|
— Все обманывали! Зачем обманывали?.. Я умираю, да?…
Софья Яковлевна дала ему честное слово, что у него никогда 40 с половиной не было, что он просто не разглядел, что ртуть, быть может, поднялась из-за тепла свечи на столике. Он сначала не поверил, потом почти поверил, мысли его смешались, он стал бредить, хриплым шепотом произносил мало понятные немецкие и русские фразы. Ночью опять вызвали профессоров. Они не скрыли от Софьи Яковлевны, что есть непосредственная опасность, что не исключен неблагоприятный исход. Эти слова, благозвучно означавшие смерть, привели ее в ужас. В эту ночь она почти не выходила из спальной. Дежурил в доме и Петр Алексеевич, упорно говоривший, что он был и остается оптимистом.
Мнение Петра Алексеевича оказалось верным. На следующий день больной проснулся, обливаясь потом. Софья Яковлевна сама измерила температуру и не поверила глазам. Новый термометр показывал 36,8! Петр Алексеевич, немного вздремнувший в диванной, радостно объявил, что произошел кризис, кончившийся благополучно.
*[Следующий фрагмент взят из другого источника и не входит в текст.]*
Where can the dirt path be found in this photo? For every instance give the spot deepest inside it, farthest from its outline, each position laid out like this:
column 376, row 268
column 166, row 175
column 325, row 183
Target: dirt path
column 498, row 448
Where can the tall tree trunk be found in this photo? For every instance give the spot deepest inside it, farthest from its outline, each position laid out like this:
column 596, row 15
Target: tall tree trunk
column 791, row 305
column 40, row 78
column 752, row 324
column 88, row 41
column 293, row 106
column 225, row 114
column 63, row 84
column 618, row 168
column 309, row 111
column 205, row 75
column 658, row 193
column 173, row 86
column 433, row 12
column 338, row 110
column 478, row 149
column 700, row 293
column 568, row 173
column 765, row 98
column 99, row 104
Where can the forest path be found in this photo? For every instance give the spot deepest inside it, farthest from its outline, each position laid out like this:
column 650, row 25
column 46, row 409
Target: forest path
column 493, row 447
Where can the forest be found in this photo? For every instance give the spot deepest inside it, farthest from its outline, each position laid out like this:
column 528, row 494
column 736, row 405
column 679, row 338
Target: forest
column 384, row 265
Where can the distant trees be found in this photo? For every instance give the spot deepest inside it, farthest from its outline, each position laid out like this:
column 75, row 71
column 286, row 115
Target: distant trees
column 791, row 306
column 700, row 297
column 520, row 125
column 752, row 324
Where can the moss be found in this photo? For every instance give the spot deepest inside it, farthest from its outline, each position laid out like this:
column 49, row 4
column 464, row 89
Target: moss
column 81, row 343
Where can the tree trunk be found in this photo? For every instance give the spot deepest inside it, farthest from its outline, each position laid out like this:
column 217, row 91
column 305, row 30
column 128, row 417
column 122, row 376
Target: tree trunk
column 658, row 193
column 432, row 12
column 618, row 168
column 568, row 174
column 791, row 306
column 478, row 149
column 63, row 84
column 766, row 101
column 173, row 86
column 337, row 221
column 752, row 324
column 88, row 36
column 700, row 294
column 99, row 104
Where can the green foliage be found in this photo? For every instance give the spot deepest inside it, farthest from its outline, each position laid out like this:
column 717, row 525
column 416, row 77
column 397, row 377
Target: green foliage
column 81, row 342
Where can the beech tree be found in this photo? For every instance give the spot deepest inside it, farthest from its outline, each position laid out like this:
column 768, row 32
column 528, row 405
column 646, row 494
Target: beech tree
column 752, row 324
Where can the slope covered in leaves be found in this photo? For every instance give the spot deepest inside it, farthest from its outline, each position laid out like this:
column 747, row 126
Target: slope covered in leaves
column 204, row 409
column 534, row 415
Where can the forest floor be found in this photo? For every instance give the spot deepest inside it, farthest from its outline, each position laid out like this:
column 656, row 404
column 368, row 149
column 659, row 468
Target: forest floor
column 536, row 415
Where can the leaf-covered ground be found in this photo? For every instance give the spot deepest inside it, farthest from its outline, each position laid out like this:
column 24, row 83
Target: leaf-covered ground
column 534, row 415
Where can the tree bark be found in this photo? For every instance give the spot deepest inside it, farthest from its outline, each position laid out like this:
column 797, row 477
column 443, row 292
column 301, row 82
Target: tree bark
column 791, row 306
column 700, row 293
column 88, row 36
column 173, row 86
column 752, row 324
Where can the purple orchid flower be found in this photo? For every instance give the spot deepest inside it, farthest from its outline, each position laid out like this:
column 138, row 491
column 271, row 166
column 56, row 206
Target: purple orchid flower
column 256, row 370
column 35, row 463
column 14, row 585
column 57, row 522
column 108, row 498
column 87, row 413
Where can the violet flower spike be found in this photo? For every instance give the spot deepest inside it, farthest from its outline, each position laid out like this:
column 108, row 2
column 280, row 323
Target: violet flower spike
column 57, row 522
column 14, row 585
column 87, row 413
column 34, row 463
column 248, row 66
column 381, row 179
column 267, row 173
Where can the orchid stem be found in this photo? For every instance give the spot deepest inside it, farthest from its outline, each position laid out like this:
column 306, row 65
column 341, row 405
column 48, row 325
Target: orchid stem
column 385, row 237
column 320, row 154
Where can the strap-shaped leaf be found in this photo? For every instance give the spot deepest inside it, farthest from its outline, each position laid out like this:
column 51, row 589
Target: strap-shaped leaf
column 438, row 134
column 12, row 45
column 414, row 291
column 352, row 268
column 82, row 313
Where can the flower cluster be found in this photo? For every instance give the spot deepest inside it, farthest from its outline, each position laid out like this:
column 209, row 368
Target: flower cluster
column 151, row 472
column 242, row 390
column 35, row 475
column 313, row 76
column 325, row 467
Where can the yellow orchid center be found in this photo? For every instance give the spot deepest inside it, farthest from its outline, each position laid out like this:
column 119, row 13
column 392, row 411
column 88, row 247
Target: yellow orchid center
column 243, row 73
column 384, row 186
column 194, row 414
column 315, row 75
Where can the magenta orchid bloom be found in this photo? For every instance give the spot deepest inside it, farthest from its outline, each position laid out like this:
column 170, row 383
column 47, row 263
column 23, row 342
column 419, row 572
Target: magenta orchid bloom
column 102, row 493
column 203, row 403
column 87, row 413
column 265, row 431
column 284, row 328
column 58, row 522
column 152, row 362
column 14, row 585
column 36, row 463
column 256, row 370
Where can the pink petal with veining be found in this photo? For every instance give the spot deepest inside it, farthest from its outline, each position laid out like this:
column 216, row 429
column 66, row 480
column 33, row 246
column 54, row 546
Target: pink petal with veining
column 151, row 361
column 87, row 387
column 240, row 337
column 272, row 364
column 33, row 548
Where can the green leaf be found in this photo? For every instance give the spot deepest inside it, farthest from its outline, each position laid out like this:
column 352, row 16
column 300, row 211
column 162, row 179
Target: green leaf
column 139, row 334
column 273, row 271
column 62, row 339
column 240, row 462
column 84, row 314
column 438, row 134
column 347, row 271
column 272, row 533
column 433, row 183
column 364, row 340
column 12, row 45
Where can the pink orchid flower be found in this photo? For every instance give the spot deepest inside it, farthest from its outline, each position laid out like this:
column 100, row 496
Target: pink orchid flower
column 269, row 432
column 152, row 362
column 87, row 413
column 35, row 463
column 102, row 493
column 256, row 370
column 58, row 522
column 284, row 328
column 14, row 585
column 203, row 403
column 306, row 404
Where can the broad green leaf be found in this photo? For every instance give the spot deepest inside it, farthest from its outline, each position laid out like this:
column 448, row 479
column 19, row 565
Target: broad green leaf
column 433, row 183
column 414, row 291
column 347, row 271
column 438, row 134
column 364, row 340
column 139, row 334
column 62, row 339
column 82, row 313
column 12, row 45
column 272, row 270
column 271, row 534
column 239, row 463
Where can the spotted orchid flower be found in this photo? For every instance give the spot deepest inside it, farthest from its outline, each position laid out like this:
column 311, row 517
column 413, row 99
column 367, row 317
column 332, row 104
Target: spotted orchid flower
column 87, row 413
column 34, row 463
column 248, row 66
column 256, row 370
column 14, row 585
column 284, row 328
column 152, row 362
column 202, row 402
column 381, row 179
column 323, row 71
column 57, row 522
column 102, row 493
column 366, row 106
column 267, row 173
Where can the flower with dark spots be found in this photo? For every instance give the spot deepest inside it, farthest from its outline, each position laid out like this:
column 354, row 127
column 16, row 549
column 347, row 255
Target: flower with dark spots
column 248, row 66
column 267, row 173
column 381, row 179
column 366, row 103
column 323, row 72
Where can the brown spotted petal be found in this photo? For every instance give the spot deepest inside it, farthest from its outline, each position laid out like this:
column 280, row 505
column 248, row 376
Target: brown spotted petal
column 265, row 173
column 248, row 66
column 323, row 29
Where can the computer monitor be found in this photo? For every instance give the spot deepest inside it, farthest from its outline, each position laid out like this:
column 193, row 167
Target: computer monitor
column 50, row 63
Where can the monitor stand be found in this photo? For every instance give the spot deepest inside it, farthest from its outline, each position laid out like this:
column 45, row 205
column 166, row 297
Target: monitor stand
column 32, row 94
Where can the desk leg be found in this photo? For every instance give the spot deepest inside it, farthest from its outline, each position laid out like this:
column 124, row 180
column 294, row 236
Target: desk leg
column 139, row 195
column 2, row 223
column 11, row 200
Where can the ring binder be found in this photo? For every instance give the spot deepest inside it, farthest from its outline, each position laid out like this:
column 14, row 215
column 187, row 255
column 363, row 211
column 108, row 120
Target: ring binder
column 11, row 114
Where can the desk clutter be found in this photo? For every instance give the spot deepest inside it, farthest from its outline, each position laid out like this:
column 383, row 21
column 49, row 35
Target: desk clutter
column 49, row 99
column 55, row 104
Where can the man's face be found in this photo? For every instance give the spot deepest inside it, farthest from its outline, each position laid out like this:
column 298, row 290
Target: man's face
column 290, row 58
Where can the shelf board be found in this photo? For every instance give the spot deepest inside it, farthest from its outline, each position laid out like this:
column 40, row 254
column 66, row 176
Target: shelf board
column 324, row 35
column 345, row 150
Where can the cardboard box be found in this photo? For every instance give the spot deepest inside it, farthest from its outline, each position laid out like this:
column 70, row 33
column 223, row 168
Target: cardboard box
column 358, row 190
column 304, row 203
Его заявление подтвердил и приехавший профессор.
— Сердце вчера особенно пошаливало, но теперь все обойдется, — сказал он (это выражение, казавшееся Софье Яковлевне игривым и почему-то семинарским, прежде ее раздражало). Получив от профессора подтверждение, что непосредственной опасности больше нет, Софья Яковлевна вошла в спальную.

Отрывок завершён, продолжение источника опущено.